The result is a melancholic album where her ethereal voice is arresting because there is both vulnerability and a strong character in the delivery of each song. There are some collaborations, but this is arresting music because there is no dull moment even as you dive further into the album and the unique production it carries.
“Grief is a cruel kind of education. You learn how ungentle mourning can be, how full of anger. You learn how glib condolences can feel. You learn how much grief is about language, the failure of language and the grasp for language.” – Notes on Grief by Chimamanda Ngozi Adichie
‘Baghon Main’ has sweetness to it as it opens and the music carries on and sets the stage for Arooj. Her vocals are as devastating as the lyrics. A mourning echo follows before a fear – universal in nature – also nudges. It’s quite possibly one of the album’s best tracks. Some of the musical instruments – when given centre stage – pick up on the complexity of what is being presented and plays within those parameters. ‘Diya Hai’ begins with clarity and a sense of haunting arrangements, never overpowering, but becomes transcendental as Arooj Aftab begins to sing.

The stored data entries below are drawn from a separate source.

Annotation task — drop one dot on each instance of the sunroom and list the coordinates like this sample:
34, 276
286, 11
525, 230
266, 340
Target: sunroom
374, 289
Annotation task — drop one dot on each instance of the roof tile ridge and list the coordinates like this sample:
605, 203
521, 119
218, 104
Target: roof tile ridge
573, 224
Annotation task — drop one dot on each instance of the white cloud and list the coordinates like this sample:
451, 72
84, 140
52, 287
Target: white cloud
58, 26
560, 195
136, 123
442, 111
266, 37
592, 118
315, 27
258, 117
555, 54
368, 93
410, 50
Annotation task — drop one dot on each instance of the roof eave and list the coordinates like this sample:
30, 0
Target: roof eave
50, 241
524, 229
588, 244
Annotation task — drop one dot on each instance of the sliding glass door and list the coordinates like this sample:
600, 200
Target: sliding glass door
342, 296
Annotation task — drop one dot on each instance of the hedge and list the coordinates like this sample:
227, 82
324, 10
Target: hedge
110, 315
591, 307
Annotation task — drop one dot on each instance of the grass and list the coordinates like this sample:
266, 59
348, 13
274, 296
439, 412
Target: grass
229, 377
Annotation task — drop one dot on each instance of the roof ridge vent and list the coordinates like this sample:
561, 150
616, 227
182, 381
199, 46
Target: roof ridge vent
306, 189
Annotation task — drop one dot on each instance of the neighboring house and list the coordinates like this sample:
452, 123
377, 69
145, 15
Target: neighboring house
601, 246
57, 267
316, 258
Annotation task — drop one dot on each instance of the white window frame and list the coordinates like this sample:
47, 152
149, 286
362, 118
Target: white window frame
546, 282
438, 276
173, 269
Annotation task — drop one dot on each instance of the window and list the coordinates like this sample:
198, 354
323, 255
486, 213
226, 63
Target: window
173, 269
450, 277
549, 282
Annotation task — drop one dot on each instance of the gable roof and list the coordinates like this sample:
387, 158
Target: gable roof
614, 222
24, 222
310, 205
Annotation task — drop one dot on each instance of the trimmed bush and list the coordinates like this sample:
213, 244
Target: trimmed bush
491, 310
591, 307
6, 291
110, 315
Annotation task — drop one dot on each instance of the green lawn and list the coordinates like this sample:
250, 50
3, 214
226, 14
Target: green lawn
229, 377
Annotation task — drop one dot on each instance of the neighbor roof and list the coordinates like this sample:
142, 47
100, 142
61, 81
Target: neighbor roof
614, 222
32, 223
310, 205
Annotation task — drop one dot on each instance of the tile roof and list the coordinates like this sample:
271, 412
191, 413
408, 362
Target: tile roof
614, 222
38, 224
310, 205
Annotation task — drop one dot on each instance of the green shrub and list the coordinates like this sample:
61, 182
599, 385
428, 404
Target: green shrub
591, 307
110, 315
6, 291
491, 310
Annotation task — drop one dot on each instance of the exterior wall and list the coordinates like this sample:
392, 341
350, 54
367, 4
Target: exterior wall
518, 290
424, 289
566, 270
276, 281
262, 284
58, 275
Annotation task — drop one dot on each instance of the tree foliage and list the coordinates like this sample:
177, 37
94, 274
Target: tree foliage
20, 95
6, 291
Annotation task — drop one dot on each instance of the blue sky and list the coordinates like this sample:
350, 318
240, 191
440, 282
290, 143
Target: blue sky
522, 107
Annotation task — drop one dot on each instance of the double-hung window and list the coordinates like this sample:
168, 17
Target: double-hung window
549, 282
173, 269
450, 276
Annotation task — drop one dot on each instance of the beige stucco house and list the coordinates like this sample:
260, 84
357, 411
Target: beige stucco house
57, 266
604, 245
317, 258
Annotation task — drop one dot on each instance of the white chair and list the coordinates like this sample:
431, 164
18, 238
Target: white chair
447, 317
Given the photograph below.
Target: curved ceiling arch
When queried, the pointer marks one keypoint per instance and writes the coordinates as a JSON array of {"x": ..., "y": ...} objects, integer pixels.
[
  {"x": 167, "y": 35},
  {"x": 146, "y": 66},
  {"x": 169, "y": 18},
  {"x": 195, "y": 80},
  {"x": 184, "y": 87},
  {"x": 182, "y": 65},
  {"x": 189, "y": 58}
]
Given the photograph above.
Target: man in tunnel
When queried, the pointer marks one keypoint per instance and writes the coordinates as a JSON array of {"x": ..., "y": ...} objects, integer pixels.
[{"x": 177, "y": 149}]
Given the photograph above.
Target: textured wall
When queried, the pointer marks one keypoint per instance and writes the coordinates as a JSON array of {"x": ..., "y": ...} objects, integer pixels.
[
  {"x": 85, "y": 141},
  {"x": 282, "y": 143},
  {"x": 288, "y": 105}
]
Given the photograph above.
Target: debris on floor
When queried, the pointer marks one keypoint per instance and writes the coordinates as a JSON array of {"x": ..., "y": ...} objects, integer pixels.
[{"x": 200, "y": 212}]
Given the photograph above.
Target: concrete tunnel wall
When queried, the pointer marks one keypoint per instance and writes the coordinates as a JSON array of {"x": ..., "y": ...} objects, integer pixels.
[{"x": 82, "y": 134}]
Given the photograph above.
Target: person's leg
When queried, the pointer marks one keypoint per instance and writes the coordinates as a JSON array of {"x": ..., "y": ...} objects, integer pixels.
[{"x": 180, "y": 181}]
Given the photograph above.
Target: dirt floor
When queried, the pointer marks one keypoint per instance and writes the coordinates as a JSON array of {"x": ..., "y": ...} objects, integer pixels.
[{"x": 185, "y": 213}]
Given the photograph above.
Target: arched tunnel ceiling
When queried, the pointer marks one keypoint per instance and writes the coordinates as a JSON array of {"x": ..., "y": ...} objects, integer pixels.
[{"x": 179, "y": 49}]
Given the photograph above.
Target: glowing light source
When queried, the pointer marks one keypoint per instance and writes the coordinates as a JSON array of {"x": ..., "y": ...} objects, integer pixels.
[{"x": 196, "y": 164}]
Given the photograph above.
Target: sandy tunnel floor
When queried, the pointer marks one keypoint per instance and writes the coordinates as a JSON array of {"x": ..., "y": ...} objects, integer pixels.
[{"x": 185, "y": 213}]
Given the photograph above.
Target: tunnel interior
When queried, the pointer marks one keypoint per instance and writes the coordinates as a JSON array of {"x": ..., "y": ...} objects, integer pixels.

Her voice is soft and intense; she sings on her own terms, melding poetry with a subtlety resulting in atmospheric music that makes you return to the album multiple times. In fact, each of the songs has daring, honest confessions of emotional hurt as well as grace. The music is enchanting, complex, and compelling, indicative of how strong Vulture Prince is as an album and Arooj is as an artist. There is something deeply raw about this album while the production is crisp – a mix that is difficult, if not impossible to find. It is an expression of music that says so much of what we feel but never voice. Or, simply don’t know how to.
In the end, Pakistan may be waking up late to Arooj Aftab’s beautiful, complex, and devastating music, but better late than never. Find Vulture Prince and its preceding albums online. Arooj Aftab is a master of the craft and for that she must be heard multiple times.